Until now I have always used html5 because it's really fast to compile but now that I've integrated music and sound I thought I could use Glfw. But it isn't good for testing either because ..
a) it takes ages compiling
b) you can't play any music

How fast is the BMax target and can it playback music?

benmc(Posted 2012) [#2]
I use GLFW.

GLFW on my machine compiles as quickly as any other target. The first build with an empty build folder is a bit slower, but after that it's quite fast.

For testing with GLFW, I also just use WAV versions for all music and sounds and both work fine.

My next target is a mix of Android and Flash.

1) Flash because I will ultimately want to make sure my game will work on Kongregate.

2) Android because I will be selling the game on mobile platforms, and if it runs on Android, it almost certainly works on iOS, and I can build directly to a device for testing from within monk/ted.

Neuro(Posted 2012) [#3]
I actually use XNA when testing since it builds the fastest for me and doesn't go into those odd memory issues like in GLFW during run time.
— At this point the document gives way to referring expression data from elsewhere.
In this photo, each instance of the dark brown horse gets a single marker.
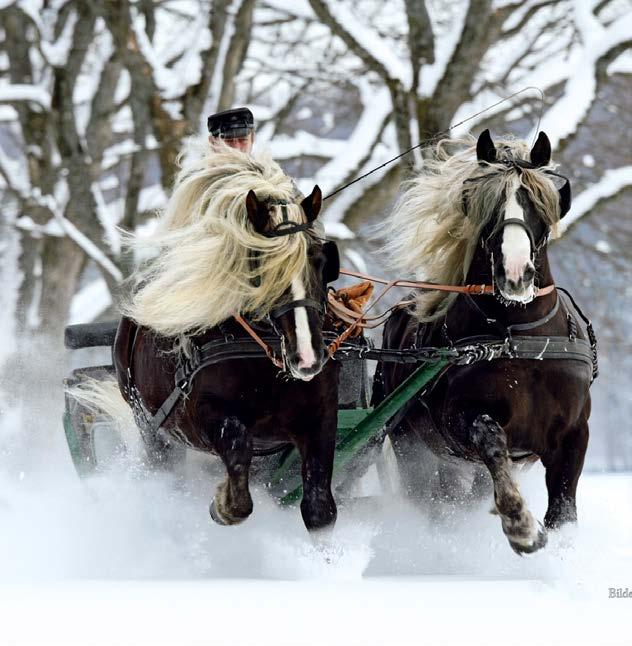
(212, 388)
(482, 215)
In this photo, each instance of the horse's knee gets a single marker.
(488, 438)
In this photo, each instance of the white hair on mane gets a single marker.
(208, 253)
(428, 232)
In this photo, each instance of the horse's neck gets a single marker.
(480, 273)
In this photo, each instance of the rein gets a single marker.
(357, 320)
(360, 320)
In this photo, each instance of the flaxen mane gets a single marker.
(431, 237)
(207, 255)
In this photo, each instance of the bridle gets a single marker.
(284, 228)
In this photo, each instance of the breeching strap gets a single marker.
(266, 348)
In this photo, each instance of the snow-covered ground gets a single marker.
(127, 558)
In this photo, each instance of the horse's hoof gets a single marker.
(216, 516)
(522, 547)
(224, 519)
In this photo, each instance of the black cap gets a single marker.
(231, 124)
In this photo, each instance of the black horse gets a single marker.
(240, 407)
(502, 202)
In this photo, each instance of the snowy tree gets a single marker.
(97, 97)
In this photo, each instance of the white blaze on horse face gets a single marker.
(516, 246)
(304, 347)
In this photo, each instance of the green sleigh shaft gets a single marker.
(357, 428)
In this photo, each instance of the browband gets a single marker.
(286, 227)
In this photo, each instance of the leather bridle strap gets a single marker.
(521, 223)
(266, 348)
(479, 290)
(410, 284)
(277, 312)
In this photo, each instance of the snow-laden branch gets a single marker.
(106, 220)
(612, 182)
(19, 92)
(377, 107)
(89, 247)
(89, 302)
(563, 119)
(56, 53)
(365, 43)
(335, 213)
(303, 143)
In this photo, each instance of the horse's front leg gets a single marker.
(232, 503)
(316, 445)
(563, 467)
(490, 442)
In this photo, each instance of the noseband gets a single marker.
(278, 312)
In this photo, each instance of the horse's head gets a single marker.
(299, 313)
(526, 201)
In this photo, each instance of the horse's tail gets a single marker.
(103, 397)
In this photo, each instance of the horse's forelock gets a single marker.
(432, 235)
(209, 252)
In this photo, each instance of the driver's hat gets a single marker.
(231, 124)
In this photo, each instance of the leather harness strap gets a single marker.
(267, 349)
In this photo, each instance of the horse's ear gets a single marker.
(485, 149)
(312, 204)
(565, 198)
(541, 151)
(257, 213)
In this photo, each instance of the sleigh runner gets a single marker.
(451, 353)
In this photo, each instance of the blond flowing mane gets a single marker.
(430, 236)
(209, 262)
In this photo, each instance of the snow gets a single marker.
(603, 246)
(622, 64)
(567, 113)
(90, 248)
(304, 143)
(611, 183)
(431, 74)
(106, 220)
(16, 92)
(370, 41)
(56, 53)
(90, 302)
(76, 554)
(377, 106)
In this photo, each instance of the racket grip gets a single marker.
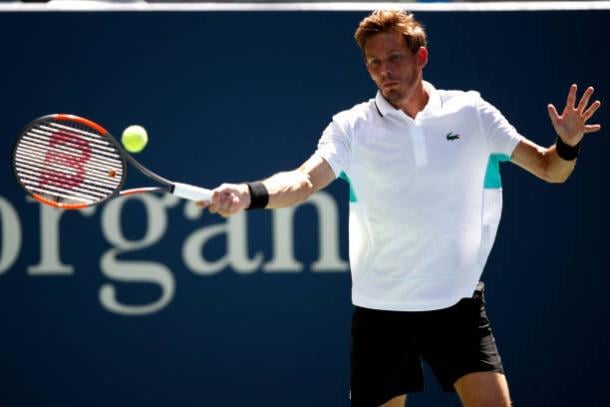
(191, 192)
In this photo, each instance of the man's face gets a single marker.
(392, 66)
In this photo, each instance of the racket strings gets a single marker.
(68, 162)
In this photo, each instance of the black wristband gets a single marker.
(566, 152)
(259, 196)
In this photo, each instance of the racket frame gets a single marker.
(167, 185)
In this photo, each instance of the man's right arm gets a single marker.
(285, 188)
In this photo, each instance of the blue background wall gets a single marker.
(238, 96)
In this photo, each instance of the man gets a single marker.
(416, 158)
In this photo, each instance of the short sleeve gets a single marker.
(502, 137)
(334, 146)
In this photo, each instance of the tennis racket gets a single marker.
(70, 162)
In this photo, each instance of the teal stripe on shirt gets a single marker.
(492, 175)
(352, 194)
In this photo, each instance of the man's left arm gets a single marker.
(556, 163)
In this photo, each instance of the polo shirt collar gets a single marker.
(385, 108)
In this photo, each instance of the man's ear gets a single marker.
(422, 56)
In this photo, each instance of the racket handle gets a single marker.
(191, 192)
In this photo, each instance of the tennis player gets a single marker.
(416, 158)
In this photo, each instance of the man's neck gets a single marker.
(416, 101)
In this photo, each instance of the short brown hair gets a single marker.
(382, 21)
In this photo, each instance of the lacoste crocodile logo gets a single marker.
(452, 136)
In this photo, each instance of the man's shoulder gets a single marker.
(454, 96)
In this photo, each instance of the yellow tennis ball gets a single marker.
(134, 138)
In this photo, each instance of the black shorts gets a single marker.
(388, 348)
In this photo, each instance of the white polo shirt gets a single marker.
(419, 232)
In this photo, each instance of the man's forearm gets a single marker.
(288, 188)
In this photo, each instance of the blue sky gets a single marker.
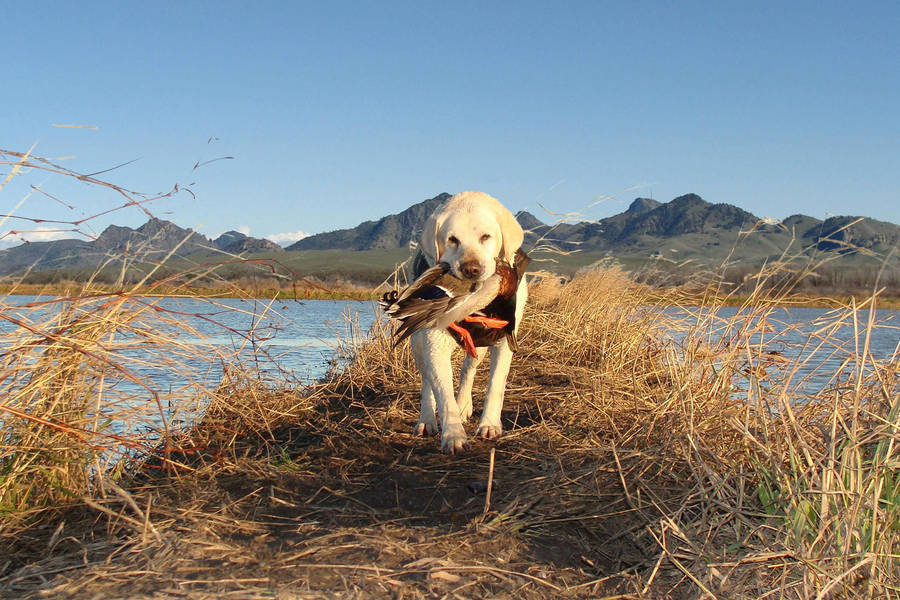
(341, 112)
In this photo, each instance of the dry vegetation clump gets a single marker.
(650, 452)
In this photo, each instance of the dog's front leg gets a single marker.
(437, 373)
(489, 427)
(427, 424)
(466, 378)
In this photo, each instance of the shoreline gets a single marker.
(358, 293)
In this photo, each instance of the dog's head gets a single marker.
(469, 232)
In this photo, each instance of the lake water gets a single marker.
(297, 342)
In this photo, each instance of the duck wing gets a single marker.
(429, 298)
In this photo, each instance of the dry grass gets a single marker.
(632, 467)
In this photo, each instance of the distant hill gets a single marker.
(688, 227)
(392, 231)
(151, 241)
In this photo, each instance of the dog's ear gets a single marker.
(430, 243)
(512, 233)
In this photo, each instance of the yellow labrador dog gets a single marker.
(468, 232)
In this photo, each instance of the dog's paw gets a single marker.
(454, 440)
(465, 410)
(423, 429)
(489, 431)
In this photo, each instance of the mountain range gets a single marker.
(687, 227)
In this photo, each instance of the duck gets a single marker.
(477, 313)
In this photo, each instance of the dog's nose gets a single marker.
(470, 269)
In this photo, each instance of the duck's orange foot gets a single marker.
(489, 322)
(468, 343)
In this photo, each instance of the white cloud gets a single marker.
(287, 238)
(39, 234)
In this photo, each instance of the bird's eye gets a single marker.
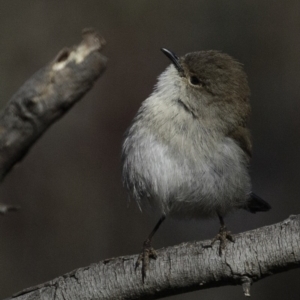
(194, 80)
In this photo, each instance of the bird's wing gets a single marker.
(242, 137)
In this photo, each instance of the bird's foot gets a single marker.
(222, 236)
(144, 258)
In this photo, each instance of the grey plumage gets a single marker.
(188, 149)
(178, 153)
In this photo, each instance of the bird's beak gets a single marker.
(174, 59)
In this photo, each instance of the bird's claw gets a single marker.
(144, 258)
(222, 236)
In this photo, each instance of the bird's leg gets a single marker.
(147, 250)
(222, 236)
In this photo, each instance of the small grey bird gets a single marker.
(187, 150)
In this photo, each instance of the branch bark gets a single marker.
(183, 268)
(46, 97)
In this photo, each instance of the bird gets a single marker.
(188, 149)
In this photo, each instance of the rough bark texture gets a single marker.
(187, 267)
(47, 96)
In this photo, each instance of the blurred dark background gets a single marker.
(74, 208)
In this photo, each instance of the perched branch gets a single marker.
(46, 97)
(187, 267)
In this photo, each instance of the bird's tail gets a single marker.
(255, 204)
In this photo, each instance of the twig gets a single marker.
(187, 267)
(46, 97)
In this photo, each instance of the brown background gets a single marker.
(75, 210)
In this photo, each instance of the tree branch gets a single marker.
(46, 97)
(183, 268)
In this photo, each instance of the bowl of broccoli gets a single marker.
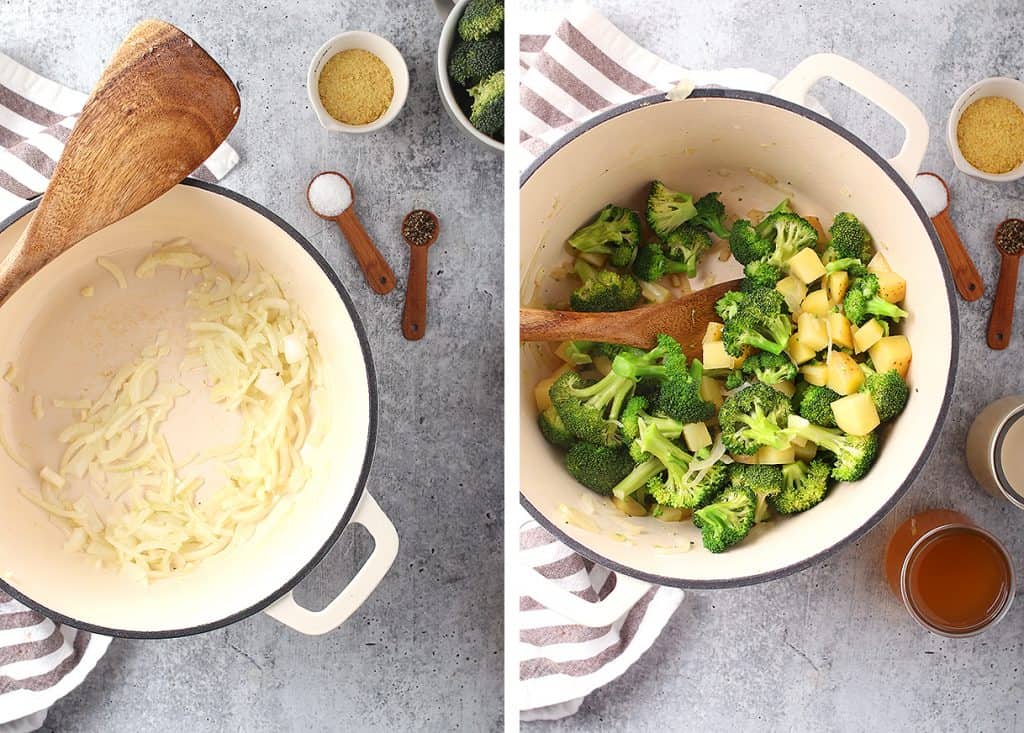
(819, 390)
(470, 70)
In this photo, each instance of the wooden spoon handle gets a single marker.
(375, 267)
(969, 283)
(414, 317)
(1001, 319)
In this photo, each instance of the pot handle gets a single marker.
(602, 613)
(371, 516)
(795, 85)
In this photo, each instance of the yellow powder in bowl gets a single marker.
(355, 87)
(990, 134)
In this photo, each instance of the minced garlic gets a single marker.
(990, 134)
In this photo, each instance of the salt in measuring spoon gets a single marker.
(419, 228)
(1010, 243)
(966, 275)
(335, 206)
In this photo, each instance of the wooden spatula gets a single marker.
(684, 319)
(162, 106)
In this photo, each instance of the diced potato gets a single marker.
(879, 264)
(806, 451)
(837, 284)
(815, 374)
(772, 457)
(541, 395)
(816, 303)
(798, 351)
(713, 332)
(630, 506)
(892, 352)
(696, 436)
(812, 332)
(867, 335)
(785, 387)
(806, 265)
(715, 356)
(793, 291)
(711, 391)
(839, 329)
(845, 375)
(855, 414)
(891, 287)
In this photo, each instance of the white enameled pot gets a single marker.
(61, 342)
(754, 148)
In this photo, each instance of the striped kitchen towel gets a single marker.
(576, 66)
(36, 118)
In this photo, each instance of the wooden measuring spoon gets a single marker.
(966, 275)
(1010, 243)
(375, 268)
(162, 106)
(684, 319)
(414, 317)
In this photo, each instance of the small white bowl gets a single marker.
(993, 86)
(449, 37)
(368, 42)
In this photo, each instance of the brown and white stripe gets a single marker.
(36, 117)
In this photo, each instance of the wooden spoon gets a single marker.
(1010, 243)
(162, 106)
(414, 317)
(966, 275)
(375, 268)
(685, 319)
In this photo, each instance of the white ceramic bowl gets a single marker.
(376, 45)
(449, 36)
(994, 86)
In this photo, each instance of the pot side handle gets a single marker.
(795, 85)
(370, 515)
(602, 613)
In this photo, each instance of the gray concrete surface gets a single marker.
(425, 651)
(829, 649)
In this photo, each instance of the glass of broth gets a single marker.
(954, 577)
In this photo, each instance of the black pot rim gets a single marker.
(360, 483)
(699, 584)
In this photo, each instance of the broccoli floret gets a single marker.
(755, 417)
(804, 485)
(769, 368)
(481, 18)
(889, 392)
(761, 321)
(667, 209)
(711, 214)
(598, 468)
(727, 520)
(487, 112)
(747, 245)
(615, 231)
(764, 480)
(854, 454)
(686, 246)
(788, 234)
(472, 60)
(603, 290)
(679, 487)
(814, 403)
(728, 305)
(862, 301)
(554, 430)
(760, 274)
(591, 411)
(850, 239)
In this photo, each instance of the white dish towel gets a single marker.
(574, 67)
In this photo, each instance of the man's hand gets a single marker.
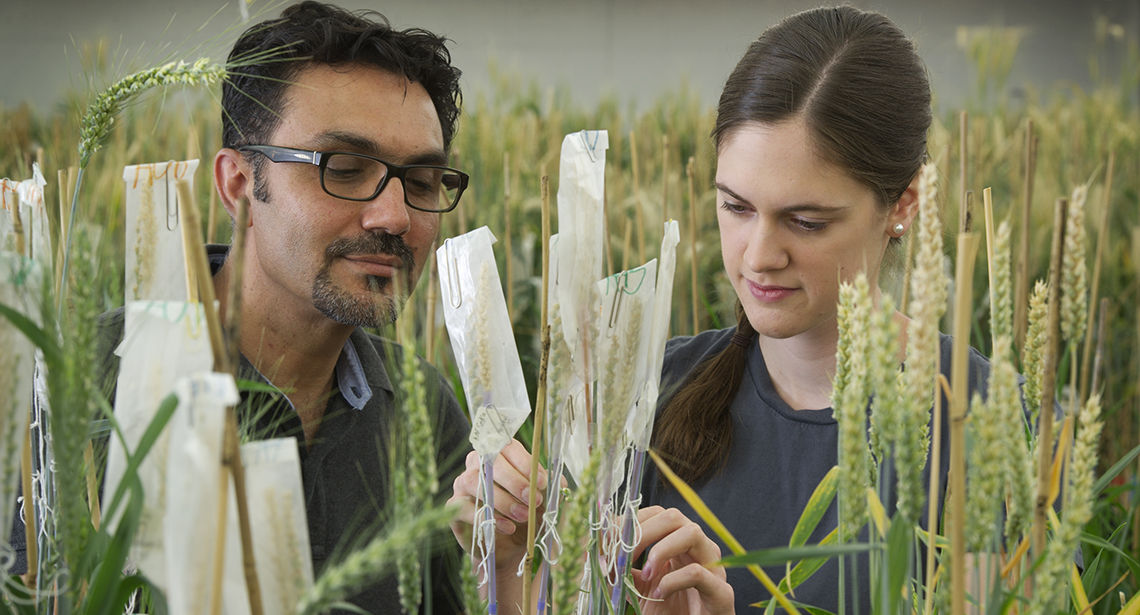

For debugging purposes I would throw it in HTML5 to see whats causing the issue. Although its known that a bug on one target doesn't necessarily show up on a different one.

How fast is the BMax target and can it playback music?

Pretty fast, and supports music. My project here is using the BlitzMax target.

DruggedBunny(Posted 2012) [#4]
GLFW, same reason as benmc.

therevills(Posted 2012) [#5]
I go between HTML5 and MonkeyMax (BlitzMax target) :D

MonkeyMax compiles very quickly and it does support music playback.

@Neuro - How did MonkeyMax go for you? Any strange issues?

Shinkiro1(Posted 2012) [#6]
Thanks for your responses, I will try MonkeyMax then.

Neuro(Posted 2012) [#7]
@Neuro - How did MonkeyMax go for you? Any strange issues?

No big issues really, everything seemed to worked the way its suppose to right on. And ran very well too (though i still think the XNA target is the most stable). But a few things i should mention from my experience with MonkeyMax :

1) Logical operators statements that worked in all the targets in Monkey didn't always work in the BMAX target. Not a huge issue though, just required cleaner statements.
2) In my Tevada Trigger game, I used the tiling code for the background grid tiles. The Monkey targets didn't have this issue, but in BMAX it tended to "flicker" occasionally - only on the PC platform though, not Mac.
3) I never did got the music loading routine to work right BMAX. We talked about it before in the MonkeyMax thread since Monkey doesn't actually a "LoadMusic" function, everything is streamed from the file itself thus causing a momentary pause if you decide to switch music. This isn't acceptable so i went ahead and just kept one music file playing in Tevada Trigger.

Other than that, MonkeyMax is definitely the way to go for building games on the PC/Mac platform.

therevills(Posted 2012) [#8]
Could you make a post in the MonkeyMax thread and expand those issues, so when I have the time I can look at them (especially #1).

Gerry Quinn(Posted 2012) [#9]
My main targets are Flash and Android, so I test regularly in those. But I also use HTML5 for the quick compiling and GLFW for heavy-duty debugging.